Tetik, şöyle konuştu:
“Covid inflamatuar bir hastalıktır. Kalp- damar sistemini önemli bir şekilde etkiliyor. Bilindiği üzere ASE2 reseptörleri üzerinde etki etmekte. Bu reseptörlerde özellikle damar sistemimizde akciğerde, böbrekte, kalpte ve beyinde, pankreasta ve birçok organda karşımıza çıkmaktadır. Damarın iç tabakasında endotel dediğimiz bir tabaka ile damardaki kan akımının akışkanlığını sağlamak üzere görev yapan hatta vücudun en büyük organı olarak adlandırılan endotel sistemi var. Bu endotel sistemi üzerinde ACE reseptörleri var. Virüs bu reseptörlerle birleştiği zaman endotelde bir iltihap yapıyor. Endotelde kana akışkanlığı sağladığı gibi damar içerisindeki trombozları önlemeye yönelik bir etkisi var ve birtakım adaleler salgılar. Bu etkisi bozulduğu zaman endotelde iltihap ve bu sefer damar üzerinde tromboza meyil gelişir. Ateroskleroz dediğimiz damar sertliği damar zaten sistemik bir hastalıktır. Var olan bu hastalık zeminde bir de bu yangı oluştuğu zaman endotel bozulduğu zaman damar sisteminde trombozlar gelişir. Bu, kalpte kişinin ekstremitelerinde, beyinde, boyun damarlarında olabilir. Kişi felç geçirebiliyor. Kalp krizi geçirebiliyor. Ayak damarlarında ani bir şekilde tıkanıklık olabiliyor. İleri evrelerde Covid-19, kalp kasında iltihaplanmalara sebep oluyor. Yapılan çalışmalarda iyileşen hastalarda bile daha sonra bunun kalp üzerinde olumsuz etkileri vasküler sistemdeki olumsuz etkisi karşımıza çıkmakta. Farklı görüşler olmakla beraber kendi görüşüm erkeklerde 40 yaşından sonra kadınlarda ise menopozdan sonra biraz da koruyucu olarak 100 miligram aspirin almasında yarar var.”
‘HASTANELERDEN KORKMAYIN’
Koronavirüs salgını nedeniyle insanların hastanelerden korkmasının ölümle sonuçlandığını dile getiren Prof.

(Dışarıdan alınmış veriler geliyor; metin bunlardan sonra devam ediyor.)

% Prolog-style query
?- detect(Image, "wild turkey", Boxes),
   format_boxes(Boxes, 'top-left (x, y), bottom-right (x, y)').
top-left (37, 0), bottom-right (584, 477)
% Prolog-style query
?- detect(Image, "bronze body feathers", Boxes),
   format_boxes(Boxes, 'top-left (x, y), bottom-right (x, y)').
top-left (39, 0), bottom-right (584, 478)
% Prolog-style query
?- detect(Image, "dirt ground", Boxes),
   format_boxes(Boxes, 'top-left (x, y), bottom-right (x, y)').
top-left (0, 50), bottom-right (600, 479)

Dr. Tetik, “Virüsün ilk zamanlarda akciğer üzerindeki etkisine yoğunlaşıldı. Daha sonra geniş spektrumlu bir hastalık olarak karşımıza çıktı. Dokuları, organları ve en önemlisi de damar komplikasyonlarına neden oldu. Yapılan otopsilerde hastaların çoğunda akciğer damarlarında tromboz tespit edildi. Onun için endotel fonksiyonunu bozmaya bağlı olarak damarlarda tromboza bir meyil gelişiyor. Mevcut hastalığı olanlarda da bu daha hızlı bir şekilde karşımıza çıkıyor. Bununla beraber, damar sistemini etkilemesiyle beraber akciğerdeki oksijen geçiş alışverişini bozmasına bağlı olarak da ritim bozuklukları karşımıza çıkıyor. Hastalık ilk çıktığında insanlar evlerine kapandıkları için herkes hastanelere gitmeye korktu. Gerçekten bire bir şahidiz, kalp damar hastalığı olan insanların çoğu evlerinde öldü. Hastaneye gitme korkusuyla ya kalp krizi geçirdi ya da geç dönemde hastaneye geldi. Kalp ve damar hastalarının bunu geciktirmemesi gerekiyor. Çünkü virüsün bire bir etkilediği organların başında kalp geliyor. Risk faktörü olan hastaların kendilerini kontrol ettirmelerinde yarar var. Hastanelerden korkmayın, kalp damar sistemiyle ilgili şikayetleri olan hastalar gerekli önlemleri alarak hastanelere gelebilirler. Gelmedikleri takdirde sonuç daha kötü olabiliyor” dedi.
Vatandaşa mutlaka maske takmaları tavsiyesinde bulunan Prof. Dr. Tetik, “Hastaların çektikleri sıkıntıları görüyoruz. En çok da korkuyorlar. Önemli olan bu hastalığa yakalanmamaktır. Çünkü yakaladığı zaman hastalar iyileşse bile uzun vadede baktığınız zaman organlarda fibrozis yapıyor. Yani dokuları bozuyor. Beyinde ve akciğerde solunun yetmezliği kalpte ise kalp yetmezliği gelişebiliyor. Kişiler eski kondisyonuna kavuşamayabiliyorlar. Onun için burada önemli olan yakalanmamaktır. Zaman zaman sokaklarda görüyorum. Maskeler insanların burnunun altında duruyor. Bunun hiçbir anlamı yok. Koronavirüsün en çok sevdiği yer burundur. Onun için burnun mutlaka kapalı olması gerekiyor” diye konuştu.